No, what makes Vicious Mockery great is its theme. It’s an excuse to throw verbal dirt at your enemies with lethal consequences. What other game lets you smack-talk a goblin to death? That’s especially fun in tabletop D&D, where you can tailor your dunks to whoever you’re fighting. Sadly you can’t import custom lines to Baldur’s Gate 3 without some serious modding know-how, but Larian Studios have sorted the next best thing.
Over two hours of voice lines are dedicated entirely to giving every origin character unique smack talk, as compiled by YouTube channel Chubblot. But beware, that road goes both ways. Most Vicious Mockery voice lines are dedicated to player voices or origin characters, but there’s one NPC that gets her own—everyone’s least favourite hag and overall nightmare, Auntie Ethel.

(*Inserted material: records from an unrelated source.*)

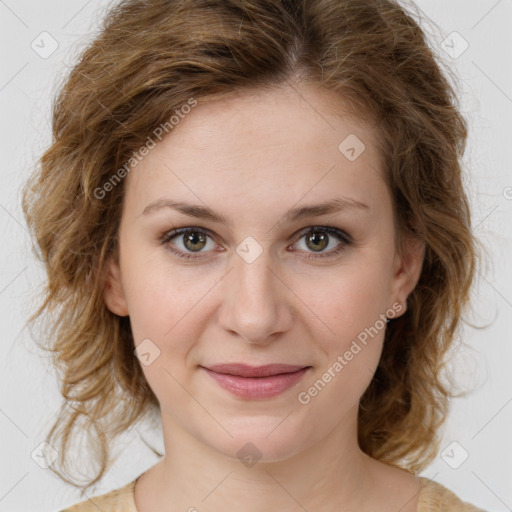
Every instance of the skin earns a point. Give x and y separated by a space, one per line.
252 158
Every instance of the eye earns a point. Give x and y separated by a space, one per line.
192 240
318 238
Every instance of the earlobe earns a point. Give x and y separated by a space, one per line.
113 293
408 269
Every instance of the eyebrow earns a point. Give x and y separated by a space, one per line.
295 214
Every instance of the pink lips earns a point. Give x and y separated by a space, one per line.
256 382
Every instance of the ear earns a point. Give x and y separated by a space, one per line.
113 293
407 268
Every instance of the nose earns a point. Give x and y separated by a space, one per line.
256 303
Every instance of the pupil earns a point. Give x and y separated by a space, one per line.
322 239
193 239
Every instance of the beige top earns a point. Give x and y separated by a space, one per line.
433 498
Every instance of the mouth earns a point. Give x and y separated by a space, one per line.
256 382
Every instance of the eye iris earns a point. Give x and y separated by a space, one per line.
192 239
317 237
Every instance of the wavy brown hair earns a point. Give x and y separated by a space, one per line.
149 59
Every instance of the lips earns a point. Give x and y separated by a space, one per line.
256 382
244 370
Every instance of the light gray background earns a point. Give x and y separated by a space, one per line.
480 423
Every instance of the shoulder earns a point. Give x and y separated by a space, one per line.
118 500
436 498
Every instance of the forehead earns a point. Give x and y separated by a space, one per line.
283 143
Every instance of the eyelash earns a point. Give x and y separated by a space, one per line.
343 237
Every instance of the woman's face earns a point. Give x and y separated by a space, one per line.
262 277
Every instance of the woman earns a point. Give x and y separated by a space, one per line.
253 221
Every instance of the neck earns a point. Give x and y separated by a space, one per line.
331 474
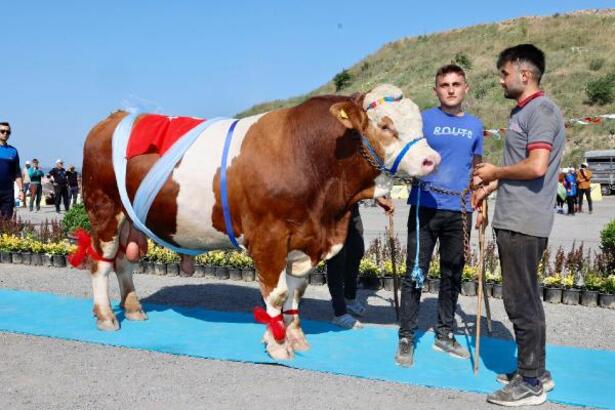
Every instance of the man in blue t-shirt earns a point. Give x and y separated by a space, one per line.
10 172
458 138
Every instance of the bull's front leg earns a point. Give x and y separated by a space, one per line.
275 335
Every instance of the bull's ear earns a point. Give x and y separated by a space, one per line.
349 114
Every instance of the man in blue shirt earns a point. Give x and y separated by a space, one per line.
10 172
458 138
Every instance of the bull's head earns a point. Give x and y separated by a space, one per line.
391 129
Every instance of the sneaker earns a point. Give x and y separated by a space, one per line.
355 307
405 353
347 322
547 381
449 345
518 393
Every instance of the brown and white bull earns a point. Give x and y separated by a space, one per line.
292 174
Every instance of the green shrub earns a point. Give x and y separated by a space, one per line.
596 64
607 245
341 80
463 60
76 217
600 91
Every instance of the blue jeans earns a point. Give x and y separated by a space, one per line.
447 227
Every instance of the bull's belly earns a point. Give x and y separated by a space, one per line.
195 175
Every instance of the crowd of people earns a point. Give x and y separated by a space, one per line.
30 182
572 186
528 179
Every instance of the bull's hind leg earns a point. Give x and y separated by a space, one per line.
298 267
135 246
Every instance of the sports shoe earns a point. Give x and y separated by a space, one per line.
449 345
547 381
518 393
405 353
347 322
355 307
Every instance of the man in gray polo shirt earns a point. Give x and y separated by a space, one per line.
526 185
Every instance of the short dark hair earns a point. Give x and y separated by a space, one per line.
524 53
450 68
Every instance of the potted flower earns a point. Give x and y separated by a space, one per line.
369 274
593 284
607 294
570 295
468 283
318 276
553 288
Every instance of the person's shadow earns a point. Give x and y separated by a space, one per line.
222 302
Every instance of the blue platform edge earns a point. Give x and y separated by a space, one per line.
583 377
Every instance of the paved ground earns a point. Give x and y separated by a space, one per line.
46 373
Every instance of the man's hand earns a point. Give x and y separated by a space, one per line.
486 172
386 204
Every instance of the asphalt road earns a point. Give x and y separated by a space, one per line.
44 373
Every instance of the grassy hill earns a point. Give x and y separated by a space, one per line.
579 49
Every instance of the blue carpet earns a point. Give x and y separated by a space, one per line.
584 377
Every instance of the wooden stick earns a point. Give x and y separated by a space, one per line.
481 273
394 265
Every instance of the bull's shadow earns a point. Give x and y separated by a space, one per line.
190 300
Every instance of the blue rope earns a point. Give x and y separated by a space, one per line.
417 272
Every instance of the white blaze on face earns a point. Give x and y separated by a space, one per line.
420 159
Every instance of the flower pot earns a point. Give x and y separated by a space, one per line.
222 272
172 269
17 257
27 258
234 273
434 285
589 298
371 282
160 268
58 261
6 257
468 288
607 301
199 271
248 275
553 295
388 283
317 278
210 271
46 260
571 296
37 259
488 289
149 267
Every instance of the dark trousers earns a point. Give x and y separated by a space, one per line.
587 193
519 258
74 193
447 227
61 193
570 200
343 268
36 193
7 203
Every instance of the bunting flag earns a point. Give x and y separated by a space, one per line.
498 133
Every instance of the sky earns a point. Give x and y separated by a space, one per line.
65 65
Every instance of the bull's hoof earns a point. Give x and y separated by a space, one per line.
107 325
278 350
138 315
296 339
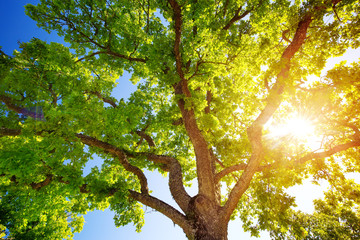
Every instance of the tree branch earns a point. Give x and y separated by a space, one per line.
255 130
119 154
163 208
176 185
203 159
9 103
236 17
328 153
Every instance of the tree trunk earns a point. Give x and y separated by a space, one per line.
206 220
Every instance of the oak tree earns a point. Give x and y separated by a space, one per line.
214 79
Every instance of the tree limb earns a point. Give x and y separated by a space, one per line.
163 208
328 153
203 159
255 130
105 99
236 17
119 154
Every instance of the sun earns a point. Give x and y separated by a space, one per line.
297 128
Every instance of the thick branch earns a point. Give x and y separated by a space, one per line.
255 130
202 153
119 154
9 132
176 185
163 208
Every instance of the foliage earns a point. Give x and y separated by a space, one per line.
213 77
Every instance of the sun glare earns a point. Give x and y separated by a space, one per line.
296 128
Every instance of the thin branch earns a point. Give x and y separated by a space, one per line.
147 138
9 132
91 141
176 185
202 153
105 99
236 17
9 103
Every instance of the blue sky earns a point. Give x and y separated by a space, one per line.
16 26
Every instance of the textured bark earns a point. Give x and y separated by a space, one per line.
255 130
204 168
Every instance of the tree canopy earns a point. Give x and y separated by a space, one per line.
214 80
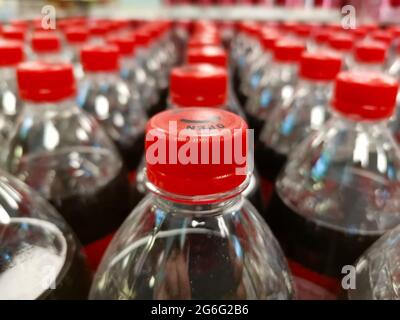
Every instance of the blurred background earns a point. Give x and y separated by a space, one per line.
382 11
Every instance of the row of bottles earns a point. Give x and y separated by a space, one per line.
323 110
195 217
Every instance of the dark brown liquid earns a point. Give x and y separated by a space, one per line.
133 153
98 214
73 282
161 105
268 162
316 247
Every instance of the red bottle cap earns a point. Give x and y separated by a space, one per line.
322 35
212 55
360 32
303 30
288 50
13 33
11 53
199 85
365 95
201 41
383 36
45 42
76 35
142 38
268 40
19 23
45 82
100 58
125 44
341 41
335 27
197 166
320 65
98 29
370 52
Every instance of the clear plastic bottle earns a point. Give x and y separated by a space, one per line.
261 66
339 189
11 53
203 85
369 56
343 44
76 37
140 75
40 257
277 86
162 58
291 122
46 46
394 68
244 48
216 56
194 236
65 155
106 96
13 33
377 276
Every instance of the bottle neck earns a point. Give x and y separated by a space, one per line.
207 204
52 106
7 73
100 76
208 209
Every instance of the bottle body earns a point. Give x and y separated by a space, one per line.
288 125
377 270
335 197
107 97
65 155
40 257
177 253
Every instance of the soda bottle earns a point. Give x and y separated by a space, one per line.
339 189
40 257
216 56
76 37
369 55
138 74
262 65
394 68
107 97
46 46
11 53
65 155
202 85
343 44
13 33
194 236
291 122
377 270
245 45
277 86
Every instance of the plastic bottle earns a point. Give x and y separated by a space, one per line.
369 56
76 38
339 189
277 86
11 53
291 122
65 155
377 270
40 257
107 97
194 236
46 46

What’s more, these voice-lines are absolutely savage, personalised to each of the origin character’s backstories. Most spellcasters are content with just calling someone a cuck, but Ethel takes it one step further by zeroing in on each character’s insecurities with horrifying accuracy. Spoilers for some characters’ stories follow.
“Deep down you like being leashed, don’t ya?” she says to Astarion, a man who has been under the full control of an abusive vampire lord for centuries. “Why would Shar love you when no-one else does?” she says to Shadowheart—who has had those she loves either killed, taken away from her, or scrubbed from her memory.
“Your people will never take you back, illithid scum,” she hisses at Lae’zel—someone who prides herself most on her link to her people and culture. Ethel even calls Wyll “Daddy’s mistake.” Damn lady, who hurt you? Oh, right. My party did.
You can watch the full list of burns below, which start around the 1 hour, 32 minute mark. Hop back a little earlier and you’ll even find some more generally targeted roasts determined by your character’s race.
I’m just fascinated players keep discovering new stuff when turning up this game’s many stones—rare dialogue for edge case scenarios, entire plot threads revolving around a single spell, bespoke game overs you have to try really hard to get, bizarre fourth wall breaks—it just doesn’t end.
I also love how in character this is for Ethel. She’s a hag. Manipulation is in her blood. She breaks people down so they’ll make deals to doom themselves for her gain. Of course she goes right for the throat—she’s spent her whole life pulling people’s strings and shining a light on their worst insecurities.